In a study published in The Cryosphere, researchers analyzed about 21,700 archival photographs of glaciers in Switzerland between 1916 and 1947. Using these images, they reconstructed the historical topography of nearly all glaciers in 1931—the year in the middle of the range—and compared those to images taken in the 2000s.
“If we know the surface topography of a glacier at two different points in time, we can calculate the difference in ice volume,” lead author Erik Schytt Mannerfelt of ETH Zurich and the Swiss Federal Institute for Forest, Snow and Landscape Research explains in a statement.
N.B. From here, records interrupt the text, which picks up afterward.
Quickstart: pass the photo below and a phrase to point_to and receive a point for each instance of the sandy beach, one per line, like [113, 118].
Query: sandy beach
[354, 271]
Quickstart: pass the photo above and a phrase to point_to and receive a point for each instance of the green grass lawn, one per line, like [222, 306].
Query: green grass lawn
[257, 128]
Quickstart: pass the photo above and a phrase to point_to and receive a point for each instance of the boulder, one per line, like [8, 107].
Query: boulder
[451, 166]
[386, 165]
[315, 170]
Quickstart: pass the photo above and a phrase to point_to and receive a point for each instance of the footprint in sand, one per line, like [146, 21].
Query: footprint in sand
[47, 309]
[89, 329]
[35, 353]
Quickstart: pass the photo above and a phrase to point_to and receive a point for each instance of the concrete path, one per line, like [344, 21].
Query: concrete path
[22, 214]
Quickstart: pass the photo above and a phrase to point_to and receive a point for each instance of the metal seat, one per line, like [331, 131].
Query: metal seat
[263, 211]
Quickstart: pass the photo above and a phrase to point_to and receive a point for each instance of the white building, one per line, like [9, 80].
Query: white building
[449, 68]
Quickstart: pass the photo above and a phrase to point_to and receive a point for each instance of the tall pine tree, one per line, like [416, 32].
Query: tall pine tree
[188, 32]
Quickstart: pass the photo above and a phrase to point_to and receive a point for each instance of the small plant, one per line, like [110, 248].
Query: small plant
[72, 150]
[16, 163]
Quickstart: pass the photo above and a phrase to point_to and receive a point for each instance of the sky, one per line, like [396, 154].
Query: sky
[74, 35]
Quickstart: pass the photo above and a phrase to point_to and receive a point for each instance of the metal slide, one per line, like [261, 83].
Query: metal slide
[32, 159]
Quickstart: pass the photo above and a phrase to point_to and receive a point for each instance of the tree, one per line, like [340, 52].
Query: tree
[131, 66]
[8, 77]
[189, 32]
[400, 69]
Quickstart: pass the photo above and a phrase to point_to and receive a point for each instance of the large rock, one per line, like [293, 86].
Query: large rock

Switzerland is home to around half of all glaciers in the European Alps, writes Jamey Keaten for the Associated Press. But the country’s glaciers were reduced by 50 percent between 1931 and 2016, according to the study. Since 2016, melting has accelerated, and the glaciers have declined by another 12 percent.
The team found that not all areas have melted at the same rate. Altitude, debris and glacier shape all affect how quickly the ice retreats, reports the AP. The researchers did find two periods of glacial growth, in the 1920s and 1980s, though the broader trend was of decline, per the publication.
Alpen glaciers are a crucial reservoir, storing freshwater for drinking and agriculture in Europe, writes CNN’s Rachel Ramirez. These staggering ice formations also draw more than 120 million tourists for ski and adventure sports, writes the Washington Post’s Kasha Patel. Aletsch Glacier in Switzerland, the Alps' largest and longest glacier, was declared a UNESCO World Heritage Site in 2001.
Losing glaciers "means losing our national heritage, our identity," hiker Bernardin Chavaillaz told Reuters last month. "It's sad."
This year’s melt season has been particularly extreme because of less winter snow and a few summer heatwaves. In July, 11 hikers were killed when a chunk of ice broke loose from a glacier in Italy.
“I would say it is off the charts compared to anything we’ve ever measured before,” Mylène Jacquemart, a glaciologist at ETH Zurich, said in an email to the Post. “We are currently seeing conditions that, even in a pretty bad year, we would only expect at the very end of the season. When we calculate the final mass balance at the end of September, I expect that it will be the worst year on record by a large margin.”
Researchers estimate that if greenhouse gas emissions continue rising, glaciers in the Alps will lose another 80 percent of their mass by 2100, per Reuters. Even if the world hits targets set in the 2015 Paris Agreement, glaciologist and study co-author Daniel Farinotti tells CNN that scientists expect a 60 percent loss by the end of the century.
“If climate change were to continue unabated, we might well find ourselves with European Alps that are virtually ice-free,” Farinotti tells the publication.